Study: Bot-on-Bot Editing Wars Raging on Wikipedia’s pages – NewsFactor Network

For many it is no more than the first port of call when a niggling question raises its head. Found on its pages are answers to mysteries from the fate of male anglerfish, the joys of dorodango, and the improbable death of Aeschylus.

But beneath the surface of Wikipedia lies a murky world of enduring conflict. A new study from computer scientists has found that the online encyclopedia is a battleground where silent wars have raged for years.

Since Wikipedia launched in 2001, its millions of articles have been ranged over by software robots, or simply bots, that are built to mend errors, add links to other pages, and perform other basic housekeeping tasks.

In the early days, the bots were so rare they worked in isolation. But over time, the number deployed on the encyclopedia exploded with unexpected consequences. The more the bots came into contact with one another, the more they became locked in combat, undoing each others edits and changing the links they had added to other pages. Some conflicts only ended when one or other bot was taken out of action.

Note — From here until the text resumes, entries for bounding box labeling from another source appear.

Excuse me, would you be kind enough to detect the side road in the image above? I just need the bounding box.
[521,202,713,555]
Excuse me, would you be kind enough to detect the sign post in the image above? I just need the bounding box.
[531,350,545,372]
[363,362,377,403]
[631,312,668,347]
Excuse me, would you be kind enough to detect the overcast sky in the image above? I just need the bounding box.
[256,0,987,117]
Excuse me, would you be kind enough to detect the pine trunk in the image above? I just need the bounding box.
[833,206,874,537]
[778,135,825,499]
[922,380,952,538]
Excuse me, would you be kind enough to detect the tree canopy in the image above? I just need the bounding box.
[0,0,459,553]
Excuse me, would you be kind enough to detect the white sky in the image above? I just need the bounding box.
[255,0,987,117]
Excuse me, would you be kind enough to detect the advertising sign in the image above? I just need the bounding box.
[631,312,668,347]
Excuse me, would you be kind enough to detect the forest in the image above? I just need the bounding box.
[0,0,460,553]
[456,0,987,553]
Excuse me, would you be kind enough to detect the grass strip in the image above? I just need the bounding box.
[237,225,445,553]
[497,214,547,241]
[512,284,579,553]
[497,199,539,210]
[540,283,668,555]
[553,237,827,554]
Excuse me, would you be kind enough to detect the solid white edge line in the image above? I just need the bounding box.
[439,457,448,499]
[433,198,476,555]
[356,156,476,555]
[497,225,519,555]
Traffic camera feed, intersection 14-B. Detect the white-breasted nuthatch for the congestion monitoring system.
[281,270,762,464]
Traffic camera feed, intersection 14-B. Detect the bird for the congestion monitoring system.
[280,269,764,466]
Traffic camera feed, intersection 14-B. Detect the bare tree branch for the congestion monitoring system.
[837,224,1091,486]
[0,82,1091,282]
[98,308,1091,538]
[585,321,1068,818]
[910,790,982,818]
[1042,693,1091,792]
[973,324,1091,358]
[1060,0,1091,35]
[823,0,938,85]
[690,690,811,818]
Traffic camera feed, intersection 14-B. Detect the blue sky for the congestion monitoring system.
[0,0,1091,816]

The fights between bots can be far more persistent than the ones we see between people, said Taha Yasseri, who worked on the study at the Oxford Internet Institute. Humans usually cool down after a few days, but the bots might continue for years.

The findings emerged from a study that looked at bot-on-bot conflict in the first ten years of Wikipedias existence. The researchers at Oxford and the Alan Turing Institute in London examined the editing histories of pages in 13 different language editions and recorded when bots undid other bots changes.

They did not expect to find much. The bots are simple computer programs that are written to make the encyclopedia better. They are not intended to work against each other. We had very low expectations to see anything interesting. When you think about them they are very boring, said Yasseri. The very fact that we saw a lot of conflict among bots was a big surprise to us. They are good bots, they are based on good intentions, and they are based on same open source technology.

While some conflicts mirrored those found in society, such as the best names to use for contested territories, others were more intriguing. Describing their research in a paper entitled Even Good Bots Fight in the journal Plos One, the scientists reveal that among the most contested articles were pages on former president of Pakistan Pervez Musharraf, the Arabic language, Niels Bohr and Arnold Schwarzenegger.

One of the most intense battles played out between Xqbot and Darknessbot which fought over 3,629 different articles between 2009 and 2010. Over the period, Xqbot undid more than 2,000 edits made by Darknessbot, with Darknessbot retaliating by undoing more than 1,700 of Xqbots changes. The two clashed over pages on all sorts of topics, from Alexander of Greece and Banqiao district in Taiwan to Aston Villa football club.

Another bot named after Tachikoma, the artificial intelligence in the Japanese science fiction series Ghost in the Shell, had a two year running battle with Russbot. The two undid more than a thousand edits by the other on more than 3,000 articles ranging from Hillary Clinton s 2008 presidential campaign to the demography of the UK.

The study found striking differences in the bot wars that played out on the various language editions of Wikipedia. German editions had the fewest bot fights, with bots undoing others edits on average only 24 times in a decade. But the story was different on the Portuguese Wikipedia, where bots undid the work of other bots on average 185 times in ten years. The English version saw bots meddling with each others changes on average 105 times a decade.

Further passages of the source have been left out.